Alexander Gordon Huie (16 October 1869 - 7 November 1964) was an Australian journalist and single tax campaigner.

Huie was born at Tayco in the Riverina to Scottish farmer Alexander Huie and Mary Eliza, née Carige, who had been born in British Grenada. His family all supported the temperance movement. Huie moved to Lake Cargelligo in 1883 to work as a carpenter, and read Henry George's Progress and Poverty in 1889. He became a correspondent for the Hillston Spectator and was appointed secretary of the local progress committee. He contested the seat of Lachlan in 1894 and would go on to unsuccessfully contest eleven more elections at all levels of government. In 1901 he became founding honorary secretary of the Sydney Single Tax League, although he supported Joseph Carruthers' Liberal and Reform Association at the 1904 and 1907 state elections.

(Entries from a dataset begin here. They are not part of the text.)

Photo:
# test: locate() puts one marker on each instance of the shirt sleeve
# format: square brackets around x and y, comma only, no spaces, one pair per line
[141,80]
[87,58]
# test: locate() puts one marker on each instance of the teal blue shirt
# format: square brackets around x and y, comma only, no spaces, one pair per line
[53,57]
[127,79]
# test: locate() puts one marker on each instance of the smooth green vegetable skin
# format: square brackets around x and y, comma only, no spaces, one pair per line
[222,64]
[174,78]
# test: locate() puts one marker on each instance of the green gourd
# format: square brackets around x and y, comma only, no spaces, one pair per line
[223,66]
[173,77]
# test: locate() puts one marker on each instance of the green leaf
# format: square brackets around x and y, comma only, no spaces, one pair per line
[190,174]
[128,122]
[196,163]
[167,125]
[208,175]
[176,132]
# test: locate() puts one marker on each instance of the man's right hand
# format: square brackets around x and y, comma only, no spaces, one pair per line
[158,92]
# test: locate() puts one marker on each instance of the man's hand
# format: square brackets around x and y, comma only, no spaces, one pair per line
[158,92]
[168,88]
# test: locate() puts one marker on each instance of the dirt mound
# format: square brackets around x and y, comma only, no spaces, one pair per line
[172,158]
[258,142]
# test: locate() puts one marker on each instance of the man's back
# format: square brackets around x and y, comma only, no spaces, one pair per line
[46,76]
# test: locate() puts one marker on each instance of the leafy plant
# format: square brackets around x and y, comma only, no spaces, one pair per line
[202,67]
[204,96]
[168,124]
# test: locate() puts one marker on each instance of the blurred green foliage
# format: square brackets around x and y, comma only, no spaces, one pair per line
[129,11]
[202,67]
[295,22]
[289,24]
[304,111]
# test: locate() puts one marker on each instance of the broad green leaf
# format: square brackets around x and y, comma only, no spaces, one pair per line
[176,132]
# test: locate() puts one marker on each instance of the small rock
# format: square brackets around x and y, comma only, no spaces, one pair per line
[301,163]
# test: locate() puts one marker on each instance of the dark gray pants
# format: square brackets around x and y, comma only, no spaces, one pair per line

Huie founded the single tax journal the Standard in December 1905, remaining editor and secretary of the Single Tax League until December 1953. He had about 220 letters published in the Sydney Morning Herald between 1916 and 1962, and was a strong supporter of proportional representation. He married Annie Bertha Lark, née Bartlett, a Maltese-born widow, on 1 October 1921 in a Methodist ceremony at Ashfield, where they settled; Annie would predecease him in 1948. He regularly spoke in the Sydney Domain. Huie died in 1964 visiting Lake Cargelligo, where he is buried with Presbyterian forms.